When NOT to use a framework

Don't deploy a framework when the answer is already obvious (a company with a 9-month cash runway doesn't need Five Forces — it needs to fix cash, now). Don't use one to look thorough when you haven't done the underlying thinking. Never let neat boxes flatten an important detail that doesn't fit. The framework serves the problem; the problem never serves the framework.

Key takeaway

Know what each tool is for: SWOT to lay out a situation, Five Forces to judge an industry, the Canvas to map a model, Ansoff to sort growth options by risk, BCG to allocate across a portfolio, Blue Ocean to break out of competition, TAM/SAM/SOM to size the prize. Pick the one that forces the question your client actually needs answered — and be willing to use none.

For Orelis & the app

The temptation will be to make the app spray frameworks at every problem — it looks impressive and is easy to generate. Resist it.

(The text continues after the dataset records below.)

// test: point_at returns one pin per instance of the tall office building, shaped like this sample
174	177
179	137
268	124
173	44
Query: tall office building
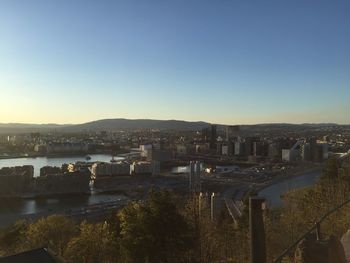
232	132
195	176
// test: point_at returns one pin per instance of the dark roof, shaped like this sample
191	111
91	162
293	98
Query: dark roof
40	255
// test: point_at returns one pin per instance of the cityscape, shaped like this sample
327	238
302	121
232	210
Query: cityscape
174	131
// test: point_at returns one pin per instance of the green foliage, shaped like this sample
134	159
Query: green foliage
154	231
53	232
12	238
95	243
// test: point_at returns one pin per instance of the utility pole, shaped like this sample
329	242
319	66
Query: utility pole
257	230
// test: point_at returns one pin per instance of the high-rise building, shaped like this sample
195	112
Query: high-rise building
195	176
232	132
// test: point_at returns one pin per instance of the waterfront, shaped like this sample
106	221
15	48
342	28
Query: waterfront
39	162
273	192
16	209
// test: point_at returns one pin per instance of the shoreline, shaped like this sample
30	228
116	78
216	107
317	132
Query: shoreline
281	178
33	156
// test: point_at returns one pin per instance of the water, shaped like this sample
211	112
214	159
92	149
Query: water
39	162
53	205
33	209
273	193
12	210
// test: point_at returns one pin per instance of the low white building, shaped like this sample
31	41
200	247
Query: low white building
139	168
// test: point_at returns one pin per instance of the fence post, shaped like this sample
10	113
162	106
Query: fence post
318	231
257	230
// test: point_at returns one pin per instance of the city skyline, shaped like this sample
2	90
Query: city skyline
226	63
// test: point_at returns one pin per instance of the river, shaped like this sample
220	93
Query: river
273	192
13	210
39	162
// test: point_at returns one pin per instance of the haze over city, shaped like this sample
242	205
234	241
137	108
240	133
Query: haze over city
229	62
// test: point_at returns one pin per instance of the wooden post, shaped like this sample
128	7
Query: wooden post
257	230
318	231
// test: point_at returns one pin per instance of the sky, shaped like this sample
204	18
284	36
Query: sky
221	61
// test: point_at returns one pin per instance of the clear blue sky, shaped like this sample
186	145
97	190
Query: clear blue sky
222	61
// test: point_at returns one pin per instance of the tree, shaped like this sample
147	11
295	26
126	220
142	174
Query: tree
53	232
95	243
154	231
12	238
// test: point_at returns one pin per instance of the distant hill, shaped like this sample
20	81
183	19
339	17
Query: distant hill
129	124
114	124
28	127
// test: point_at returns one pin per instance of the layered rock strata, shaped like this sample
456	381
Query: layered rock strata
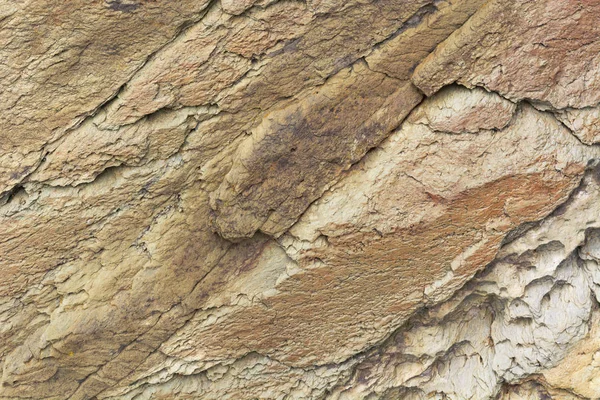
300	200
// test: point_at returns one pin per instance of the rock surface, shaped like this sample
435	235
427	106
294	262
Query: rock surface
300	200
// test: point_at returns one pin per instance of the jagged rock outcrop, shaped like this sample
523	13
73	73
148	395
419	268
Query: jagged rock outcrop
300	200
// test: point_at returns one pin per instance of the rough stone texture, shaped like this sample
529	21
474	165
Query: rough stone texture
300	200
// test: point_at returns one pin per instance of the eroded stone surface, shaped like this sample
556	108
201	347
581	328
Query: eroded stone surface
252	199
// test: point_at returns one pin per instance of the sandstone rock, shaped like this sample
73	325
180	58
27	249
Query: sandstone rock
299	200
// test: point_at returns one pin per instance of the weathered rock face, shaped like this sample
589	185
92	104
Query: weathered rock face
300	200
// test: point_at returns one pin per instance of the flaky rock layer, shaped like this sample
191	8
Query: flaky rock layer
300	200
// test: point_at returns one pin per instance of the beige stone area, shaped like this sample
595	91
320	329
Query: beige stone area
544	51
280	199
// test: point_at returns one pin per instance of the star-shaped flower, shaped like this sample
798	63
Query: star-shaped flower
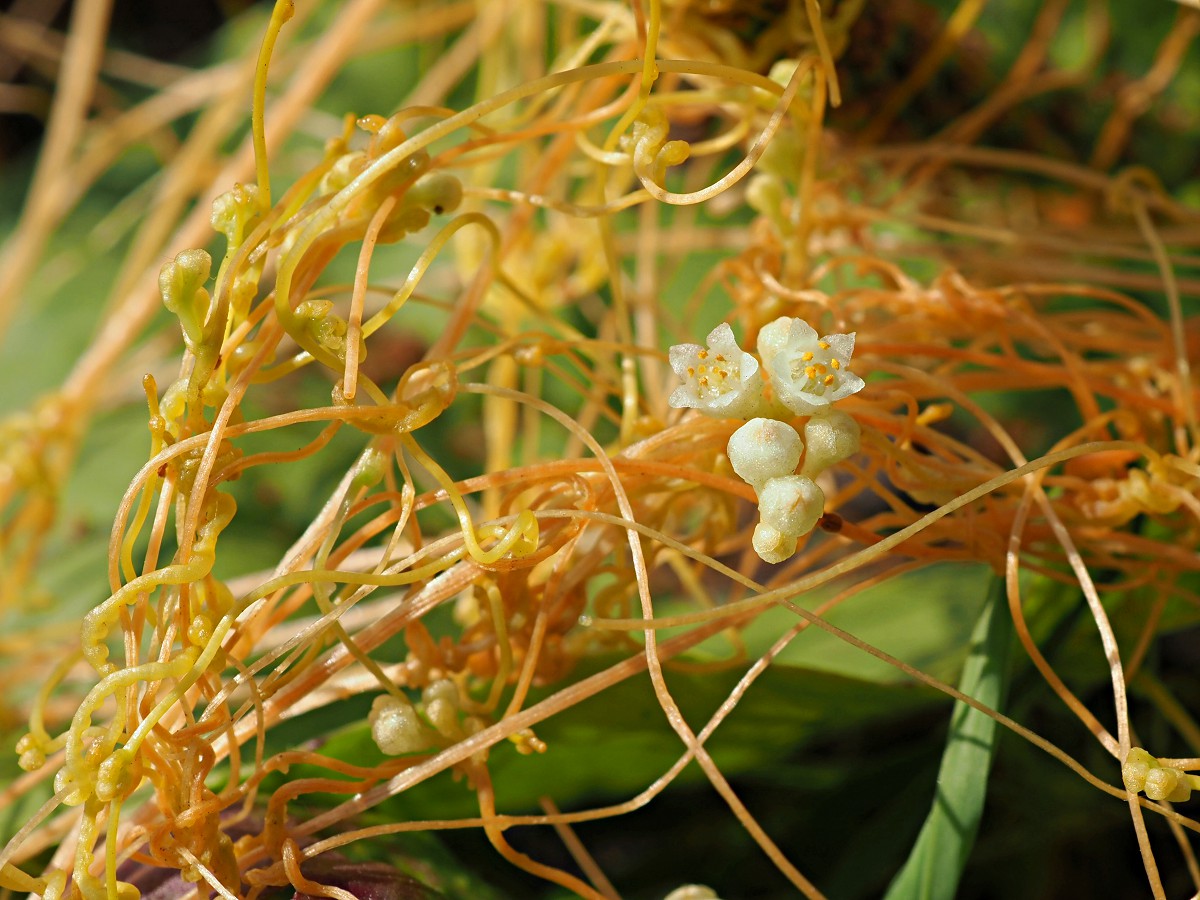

The differentiated product chooses the right framework (or declines to use one) and explains why. Encode the selection logic, not just the frameworks. "Here's why Five Forces is the wrong lens for your problem, and here's the better one" is the judgment that makes your app feel like a real consultant rather than a framework vending machine.

Test yourself

Q1A friend wants to open a third independent coffee shop on a street that already has six. Which framework cuts to the heart of it, and what would it reveal?
Show a worked answer
Porter's Five Forces. Low barriers to entry, intense rivalry (six already), easy substitutes (home brewing, the chain nearby), and buyers with all the power (a competitor is 30 seconds away). It reveals a structurally unattractive spot — the honest advice is to find genuine differentiation (a Blue Ocean angle) or reconsider the location.
Q2A profitable bakery owner says 'we want to grow — let's open a clothing line.' Use a framework to push back constructively.
Show a worked answer
Ansoff. A clothing line is diversification — new product, new market — the riskiest quadrant, and it abandons the bakery's hard-won advantages. Walk them back through cheaper, safer growth first: market penetration (more visits, bigger baskets, catering), product development (new baked goods to the same loyal customers), or market development (a second location, wholesale to cafes). Diversification might be right eventually, but only after the safer quadrants are exhausted.
Q3A founder pitches 'the market is worth £50 billion and we only need 1% to be huge.' Why does that set off alarm bells, and what would you ask instead?
Show a worked answer
It's a top-down market-sizing claim, the classic bluff: '1% of something huge' assumes share rather than earning it, and ignores who you can actually reach. Ask for a bottom-up number: how many specific customers can you realistically reach, what will each pay, and what share can you win in three years (SOM)? A credible small number built from the bottom beats an impressive big number built from a percentage.